O Pentágono prepara-se para possíveis novos ataques no Iémen, depois de mísseis norte-americanos terem atingido alvos dos rebeldes houthis, mas as autoridades garantiram que os Estados Unidos querem evitar envolver-se numa outra guerra.

A Marinha norte-americana lançou cinco mísseis de cruzeiro Tomahawk em três locais de radares móveis em território controlado pelos houthis na costa do Mar Vermelho, depois de os rebeldes apoiados pelo Irão terem atingido um navio de guerra dos EUA, o USS Mason, por duas vezes em quatro dias.

Os militares insistem que estas ações são tomadas em autodefesa.

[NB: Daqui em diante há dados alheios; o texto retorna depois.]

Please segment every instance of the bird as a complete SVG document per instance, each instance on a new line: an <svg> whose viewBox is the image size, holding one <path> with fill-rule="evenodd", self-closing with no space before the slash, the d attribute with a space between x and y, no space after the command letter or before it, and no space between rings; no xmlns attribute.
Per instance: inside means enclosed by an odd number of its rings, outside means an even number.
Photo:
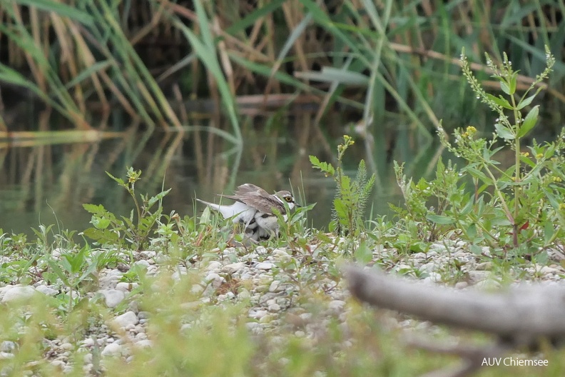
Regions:
<svg viewBox="0 0 565 377"><path fill-rule="evenodd" d="M231 218L235 223L241 224L245 236L254 241L268 239L273 235L279 235L278 221L273 209L277 209L286 220L287 213L285 203L290 209L300 206L289 191L281 191L273 195L253 184L238 186L233 195L219 196L235 202L228 206L210 203L198 198L196 200L220 212L224 218Z"/></svg>

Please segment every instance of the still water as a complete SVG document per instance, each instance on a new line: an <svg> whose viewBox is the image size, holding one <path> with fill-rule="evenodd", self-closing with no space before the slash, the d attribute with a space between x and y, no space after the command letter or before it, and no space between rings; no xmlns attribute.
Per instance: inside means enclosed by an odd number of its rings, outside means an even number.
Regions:
<svg viewBox="0 0 565 377"><path fill-rule="evenodd" d="M0 228L32 234L31 228L39 224L55 224L56 232L80 231L89 226L91 216L82 207L86 203L128 215L133 208L131 198L106 171L125 179L128 166L143 171L138 193L154 195L162 188L171 188L163 201L165 213L192 216L203 209L195 197L217 201L215 193L231 193L237 185L253 183L269 192L292 190L302 204L317 203L308 221L317 228L327 228L335 184L311 167L308 155L330 161L340 138L322 146L312 139L300 141L251 130L244 139L240 149L207 132L128 131L89 143L0 144ZM344 161L346 174L353 176L361 159L372 159L367 165L377 172L377 184L367 211L372 206L374 216L387 213L389 202L402 202L392 164L386 161L387 151L376 145L358 139ZM437 149L419 151L423 156L407 165L409 174L433 171Z"/></svg>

Os Estados Unidos garantem apoio logístico à coligação, dirigida pela Arábia Saudita, que combate os rebeldes, mas o bombardeamento de hoje foi a primeira vez que Washington tomou ações diretas contra os houthis.

O porta-voz do Pentágono, Peter Cook, afirmou que isto não é um prelúdio de uma nova campanha na região, onde os Estados Unidos estão envolvidos, de alguma forma, em conflitos no Afeganistão, Iraque, Líbia e Síria.

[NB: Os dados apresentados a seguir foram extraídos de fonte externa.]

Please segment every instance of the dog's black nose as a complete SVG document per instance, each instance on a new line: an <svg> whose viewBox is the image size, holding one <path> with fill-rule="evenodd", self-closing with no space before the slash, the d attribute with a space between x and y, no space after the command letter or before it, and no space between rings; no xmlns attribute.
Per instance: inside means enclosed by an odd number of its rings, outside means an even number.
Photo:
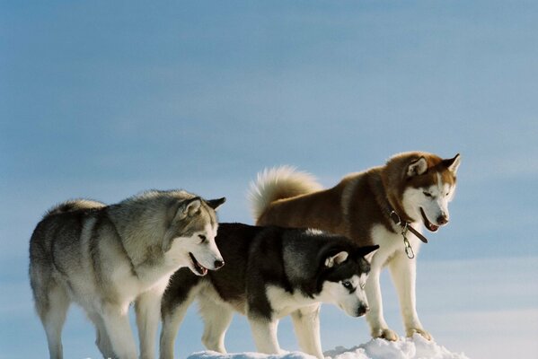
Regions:
<svg viewBox="0 0 538 359"><path fill-rule="evenodd" d="M360 317L362 315L365 315L369 310L370 307L368 307L367 305L360 305L358 308L357 308L357 316Z"/></svg>
<svg viewBox="0 0 538 359"><path fill-rule="evenodd" d="M441 215L437 217L437 224L444 225L448 223L448 217L444 215Z"/></svg>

"Não procuramos um papel mais vasto no conflito", disse Cook, acrescentando: "Trata-se de proteger os nossos homens, ponto final".

Também a Casa Branca garantiu que os Estados Unidos não estão a aumentar o papel militar.

"Isto não é qualquer envolvimento na situação sectária no terreno no Iémen", disse o porta-voz da Casa Branca, Eric Schultz.

Os rebeldes xiitas houthis negaram ter realizado os ataques, afirmando que as acusações norte-americanas "não têm fundamento".